Leidt zo’n gesprek er wel eens toe dat het team van de belegging afziet? “Het gebeurt regelmatig dat we daarna toch afhaken. Het is ook wel eens voorgekomen dat we op ons verzoek om te komen praten, als antwoord kregen ‘maar we hebben al aandeelhouders’ of ‘we hebben elkaar vijf jaar geleden toch al gesproken?’ Kijk, als het al zó moeilijk is om in gesprek te komen, dan hebben wij er geen vertrouwen in dat we een langetermijnrelatie met zo’n onderneming kunnen opbouwen. Het is inherent aan zo’n relatie dat je regelmatig met elkaar praat.”
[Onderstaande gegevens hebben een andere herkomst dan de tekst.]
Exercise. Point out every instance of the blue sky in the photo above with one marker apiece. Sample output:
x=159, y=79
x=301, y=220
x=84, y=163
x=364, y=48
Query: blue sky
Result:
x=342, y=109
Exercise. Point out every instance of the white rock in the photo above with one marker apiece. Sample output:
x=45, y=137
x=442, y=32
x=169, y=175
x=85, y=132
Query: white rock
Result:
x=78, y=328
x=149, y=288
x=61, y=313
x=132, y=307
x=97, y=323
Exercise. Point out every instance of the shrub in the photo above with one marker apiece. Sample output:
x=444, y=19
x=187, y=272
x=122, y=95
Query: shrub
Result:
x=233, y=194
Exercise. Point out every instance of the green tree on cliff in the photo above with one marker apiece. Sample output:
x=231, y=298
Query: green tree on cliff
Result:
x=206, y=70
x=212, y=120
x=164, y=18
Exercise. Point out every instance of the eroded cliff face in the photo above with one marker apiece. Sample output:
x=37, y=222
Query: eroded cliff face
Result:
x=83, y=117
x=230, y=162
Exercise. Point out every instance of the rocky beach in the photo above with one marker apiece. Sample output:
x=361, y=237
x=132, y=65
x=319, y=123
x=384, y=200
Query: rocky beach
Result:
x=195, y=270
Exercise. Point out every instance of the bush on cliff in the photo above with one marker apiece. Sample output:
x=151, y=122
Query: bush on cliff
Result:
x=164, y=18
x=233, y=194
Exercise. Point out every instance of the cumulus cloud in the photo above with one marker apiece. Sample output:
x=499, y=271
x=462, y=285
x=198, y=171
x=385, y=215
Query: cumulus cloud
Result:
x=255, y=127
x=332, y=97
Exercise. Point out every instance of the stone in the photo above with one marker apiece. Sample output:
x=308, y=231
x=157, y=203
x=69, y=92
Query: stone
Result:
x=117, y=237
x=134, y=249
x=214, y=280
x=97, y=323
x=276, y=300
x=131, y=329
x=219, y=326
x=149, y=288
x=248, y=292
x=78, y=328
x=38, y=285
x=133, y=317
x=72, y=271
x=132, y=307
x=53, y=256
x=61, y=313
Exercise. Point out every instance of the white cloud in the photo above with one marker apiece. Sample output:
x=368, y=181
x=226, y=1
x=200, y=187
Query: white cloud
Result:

Ook als de indruk ontstaat dat de betreffende onderneming geen open kaart speelt of dat haar principes alleen op papier bestaan, haakt het team af. Kleeven: “Bovendien willen we niet dat onze opdrachtgevers negatief in het nieuws komen. Voor twijfelgevallen hanteren we een vrij simpel principe, de blush test: als we het niet aan onze kinderen kunnen uitleggen zonder te blozen, moeten we er niet in beleggen.”

 

Handschoenen uit
In de regel vinden de gesprekken met het management een paar keer per jaar plaats. De discussie richt zich daarbij in principe altijd op de langetermijnvooruitzichten van de onderneming. Doorgaans verlopen die ontmoetingen in een goede sfeer. Maar het knalt ook wel eens in de bestuurskamer. Bijvoorbeeld die keer dat een onderneming In de Focus Equities portefeuille een potentiële overnameprooi werd. Kleeven: “Op een gegeven moment werd de onderneming benaderd door een potentiële bieder. Maar omdat de overnemende partij het management niet aanstond, hebben ze die toenadering afgewezen. Vervolgens zijn ze op zoek gegaan naar een white knight, waarvan ze een laag bod hebben geaccepteerd. Er zijn toen veel grenzen overschreden, onder andere doordat het management deze white knight toegang tot de boeken had gegeven. Op die manier kreeg dat bedrijf een kennisvoorsprong. Voor ons was dat onacceptabel. Wij wilden sowieso niet dat het bedrijf overgenomen zou worden. En al helemaal niet tegen die prijs. Wij wilden dat de onderneming voor de lange termijn waarde zou creëren, ten gunste van de pensioendeelnemer. Dat is een heel serieuze aanvaring geworden. Onze gesprekken met het management destijds waren niet vriendelijk. Dan gaan de handschoenen uit. Voor de ondernemingen waarin we beleggen, zijn we normaliter een bevriende partij. Maar we zijn er wel voor de deelnemer. Dus als het nodig is, blaffen we niet alleen, maar bijten we ook. Door bijvoorbeeld de publiciteit te zoeken, maar ook in juridische zin. Gelukkig is dat laatste nog nooit nodig geweest. Die overname bleek uiteindelijk onafwendbaar, maar we hebben er toen wel voor gezorgd dat het overnamebod tot drie keer toe is verhoogd.”